La valeur économique totale
Pour apprécier la pleine dimension économique des avantages associés aux milieux naturels, il faut d’abord reconnaître que les avantages non marchands de ces milieux sont tout aussi importants que les produits qu’on peut en tirer. Malheureusement, à ce jour, la société a généralement attendu que les avantages liés aux milieux naturels aient disparu pour en reconnaître la valeur.
Le concept de valeur économique totale (VET) fait la différence entre les valeurs d’usage et les valeurs de non-usage, ces dernières ayant trait aux valeurs actuelles ou futures (potentielles) associées à la ressource. D’ordinaire, les valeurs d’usage supposent une certaine « interaction » entre l’homme et la ressource. La valeur d’option est une catégorie spéciale qui intervient lorsqu’on n’a aucune certitude quant à la future demande d’une ressource et/ou à la disponibilité future de cette ressource. Par ailleurs, il existe des personnes qui, bien qu’elles n’utilisent pas actuellement les zones naturelles, souhaitent, néanmoins, les voir préservées « pour elles-mêmes ». Cette valeur « intrinsèque » est souvent dénommée valeur d’existence. Il s’agit d’une sorte de valeur de non-usage extrêmement difficile à mesurer car les valeurs d’existence supposent que l’on effectue une évaluation subjective sans rapport aucun avec sa propre utilisation ou celle d’autrui, présente ou à venir. Un autre sous-groupe des valeurs de non-usage ou de protection est la valeur d’héritage dans le cadre de laquelle on attribue une grande valeur à la conservation pour les générations futures.

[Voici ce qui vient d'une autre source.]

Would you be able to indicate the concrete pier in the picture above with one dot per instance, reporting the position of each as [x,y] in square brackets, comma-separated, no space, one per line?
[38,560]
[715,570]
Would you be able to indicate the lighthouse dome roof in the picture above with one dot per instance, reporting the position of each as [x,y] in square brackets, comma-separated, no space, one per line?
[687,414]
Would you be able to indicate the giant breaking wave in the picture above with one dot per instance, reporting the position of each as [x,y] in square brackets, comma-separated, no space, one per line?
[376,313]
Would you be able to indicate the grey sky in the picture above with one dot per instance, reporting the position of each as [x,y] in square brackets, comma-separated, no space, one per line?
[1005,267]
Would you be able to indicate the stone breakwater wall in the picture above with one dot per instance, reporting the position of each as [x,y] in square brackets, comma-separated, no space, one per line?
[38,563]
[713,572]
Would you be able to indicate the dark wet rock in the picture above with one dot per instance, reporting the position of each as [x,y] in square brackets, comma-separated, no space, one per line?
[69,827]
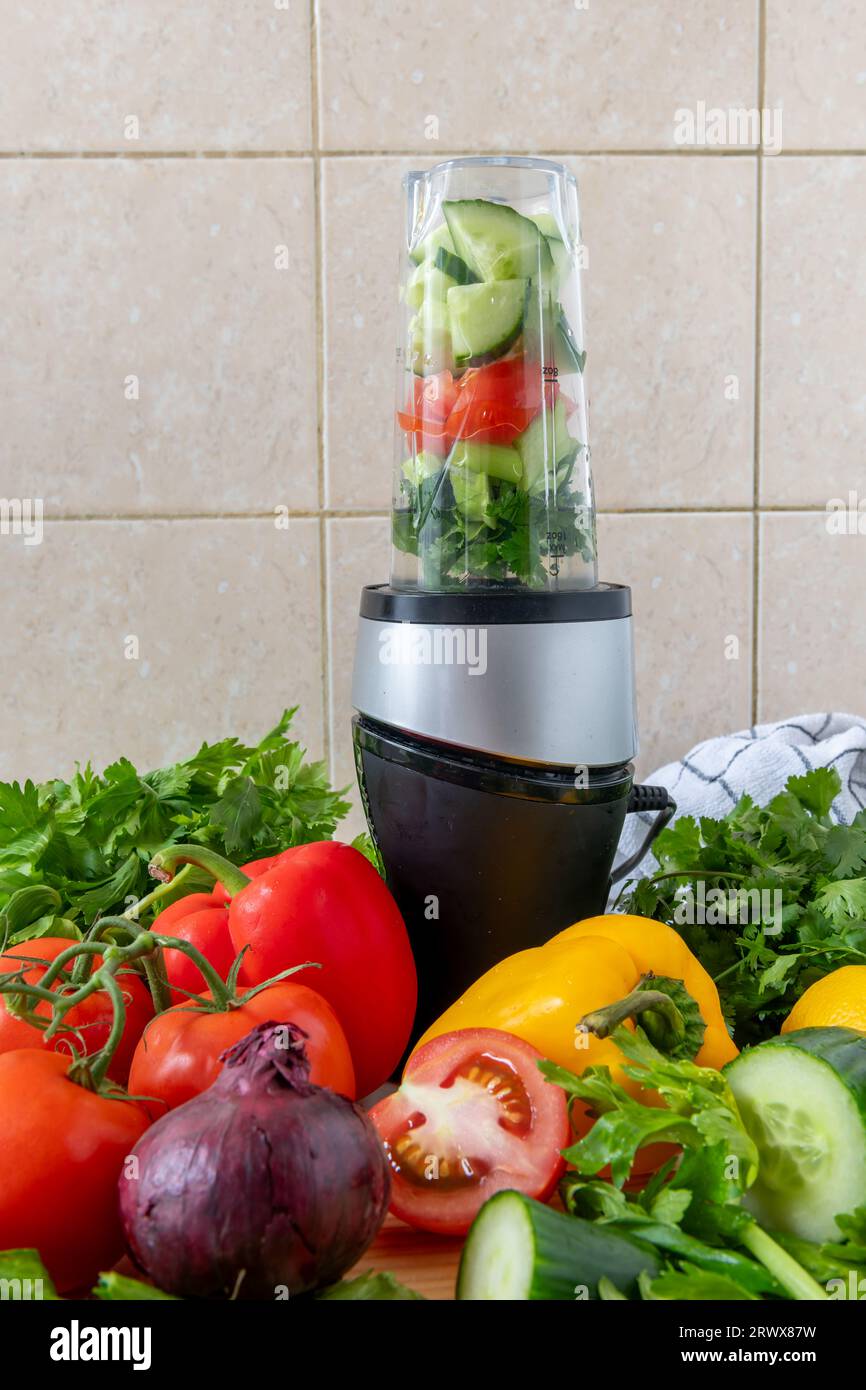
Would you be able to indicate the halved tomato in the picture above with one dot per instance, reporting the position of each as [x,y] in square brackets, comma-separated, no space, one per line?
[473,1115]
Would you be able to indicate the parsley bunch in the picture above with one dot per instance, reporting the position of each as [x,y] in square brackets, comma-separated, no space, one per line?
[787,854]
[72,849]
[519,533]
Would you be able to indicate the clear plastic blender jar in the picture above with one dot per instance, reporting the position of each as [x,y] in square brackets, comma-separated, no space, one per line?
[492,487]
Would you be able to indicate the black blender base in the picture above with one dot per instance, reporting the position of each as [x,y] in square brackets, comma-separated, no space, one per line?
[484,858]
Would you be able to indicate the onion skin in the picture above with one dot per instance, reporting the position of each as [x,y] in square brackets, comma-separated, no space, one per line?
[259,1187]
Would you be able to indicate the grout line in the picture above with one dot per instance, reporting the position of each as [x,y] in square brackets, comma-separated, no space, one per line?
[758,369]
[324,620]
[382,513]
[673,152]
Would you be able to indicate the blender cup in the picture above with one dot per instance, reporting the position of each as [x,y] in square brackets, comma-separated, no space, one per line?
[494,676]
[492,487]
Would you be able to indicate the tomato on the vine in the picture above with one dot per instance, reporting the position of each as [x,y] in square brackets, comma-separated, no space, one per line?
[178,1057]
[88,1025]
[61,1153]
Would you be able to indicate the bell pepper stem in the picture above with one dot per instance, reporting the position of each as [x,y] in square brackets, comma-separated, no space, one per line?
[164,863]
[135,909]
[662,1019]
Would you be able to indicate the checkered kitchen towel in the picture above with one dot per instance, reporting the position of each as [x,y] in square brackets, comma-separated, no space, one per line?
[716,773]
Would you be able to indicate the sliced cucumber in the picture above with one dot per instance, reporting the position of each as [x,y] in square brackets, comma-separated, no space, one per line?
[496,460]
[496,242]
[520,1250]
[430,338]
[427,281]
[433,242]
[453,267]
[802,1098]
[544,445]
[485,320]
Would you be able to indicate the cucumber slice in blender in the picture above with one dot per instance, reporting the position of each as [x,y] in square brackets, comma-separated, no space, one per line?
[433,242]
[471,494]
[487,319]
[430,339]
[452,266]
[544,445]
[546,224]
[566,353]
[421,466]
[562,264]
[427,281]
[520,1250]
[496,242]
[802,1098]
[496,460]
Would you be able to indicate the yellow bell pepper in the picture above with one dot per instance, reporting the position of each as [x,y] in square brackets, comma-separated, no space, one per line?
[584,973]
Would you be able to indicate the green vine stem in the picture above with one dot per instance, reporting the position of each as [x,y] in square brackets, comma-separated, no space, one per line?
[164,863]
[138,945]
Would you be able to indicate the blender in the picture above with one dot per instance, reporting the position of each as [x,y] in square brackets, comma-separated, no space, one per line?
[494,676]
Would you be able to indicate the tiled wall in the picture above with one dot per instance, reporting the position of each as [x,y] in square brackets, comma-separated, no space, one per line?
[164,385]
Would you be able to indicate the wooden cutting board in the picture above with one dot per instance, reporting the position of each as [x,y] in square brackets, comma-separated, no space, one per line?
[427,1264]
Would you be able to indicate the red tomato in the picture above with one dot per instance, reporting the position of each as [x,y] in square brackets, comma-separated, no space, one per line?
[325,902]
[496,403]
[473,1115]
[427,413]
[61,1154]
[92,1019]
[178,1057]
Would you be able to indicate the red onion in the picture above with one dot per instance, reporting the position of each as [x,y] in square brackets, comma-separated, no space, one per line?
[263,1186]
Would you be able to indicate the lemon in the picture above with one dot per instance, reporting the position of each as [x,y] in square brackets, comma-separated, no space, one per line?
[836,1001]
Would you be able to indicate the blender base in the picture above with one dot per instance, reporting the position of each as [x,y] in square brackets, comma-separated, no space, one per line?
[484,856]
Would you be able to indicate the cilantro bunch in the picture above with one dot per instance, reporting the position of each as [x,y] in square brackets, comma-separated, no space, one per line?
[519,531]
[691,1209]
[787,854]
[72,849]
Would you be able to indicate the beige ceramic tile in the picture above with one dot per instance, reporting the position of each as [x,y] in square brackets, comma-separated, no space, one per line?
[670,325]
[813,410]
[359,553]
[816,72]
[670,328]
[812,655]
[692,610]
[503,74]
[160,278]
[227,619]
[360,232]
[200,75]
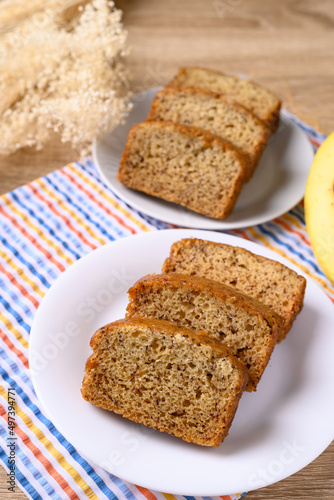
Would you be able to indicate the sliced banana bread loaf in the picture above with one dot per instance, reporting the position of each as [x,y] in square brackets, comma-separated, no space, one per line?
[167,377]
[216,114]
[268,281]
[263,103]
[249,328]
[184,165]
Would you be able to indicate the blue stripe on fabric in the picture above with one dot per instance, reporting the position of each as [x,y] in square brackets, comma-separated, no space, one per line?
[60,438]
[37,258]
[116,227]
[21,478]
[43,224]
[27,264]
[21,455]
[83,200]
[290,248]
[122,487]
[15,314]
[17,300]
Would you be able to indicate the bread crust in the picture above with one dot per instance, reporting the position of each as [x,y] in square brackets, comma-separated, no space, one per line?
[296,305]
[158,328]
[252,157]
[271,119]
[222,208]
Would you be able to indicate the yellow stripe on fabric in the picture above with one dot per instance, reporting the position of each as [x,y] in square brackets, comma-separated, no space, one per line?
[168,496]
[20,272]
[15,332]
[110,200]
[50,447]
[66,208]
[280,252]
[32,226]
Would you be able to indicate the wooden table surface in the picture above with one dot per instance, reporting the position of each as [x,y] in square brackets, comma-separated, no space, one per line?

Dans une économie concurrentielle, lorsque le mécanisme des prix n’est pas faussé, on peut présumer que les prix du marché reflètent la disposition à payer certains biens et services. Ils devraient être des mesures exactes des valeurs d’usage direct associées principalement à la cueillette de ressources. Toutefois, utiliser les prix du marché à cette fin pose deux problèmes. Premièrement, les prix du marché peuvent être faussés par des interventions délibérées ou une concurrence imparfaite : contrôle des changes (qui est plus un problème des pays en développement), prix plafond ou soutien aux prix (en particulier dans le secteur agricole), subventions ou taxes, situation de monopole, etc. Dans ce cas, on préconise souvent l’application de prix de référence. Ce sont des prix réels « ajustés » de manière à éliminer toute distorsion causée par des politiques ou des imperfections du marché et à refléter la disposition réelle à payer. Le deuxième problème vient de ce que de nombreuses valeurs des milieux naturels ne sont pas directement reflétées dans les prix du marché. C’est le cas pour toutes les fonctions écologiques, les ressources récoltées pour l’usage personnel des ménages, la plupart des services de loisirs et toutes les valeurs de non-usage.
Méthode d’évaluation ?
Les méthodes de valorisation de l’environnement se proposent de mesurer la modification du bien-être des individus, associée à une amélioration ou à une détérioration de la qualité des services rendus par l’environnement. Elle se manifeste par la somme d’argent que les gens accepteraient de payer, soit pour jouir des services rendus par l’actif naturel, soit pour conserver ce droit pour les générations futures ou par simple altruisme tout en sachant qu’ils n’en retiendront jamais un avantage direct. Ces méthodes porteuses d’avenir commencent à révéler le rendement du capital investi en vue de protéger les milieux naturels ainsi que les avantages qui risquent d’être perdus si ces milieux devaient se dégrader.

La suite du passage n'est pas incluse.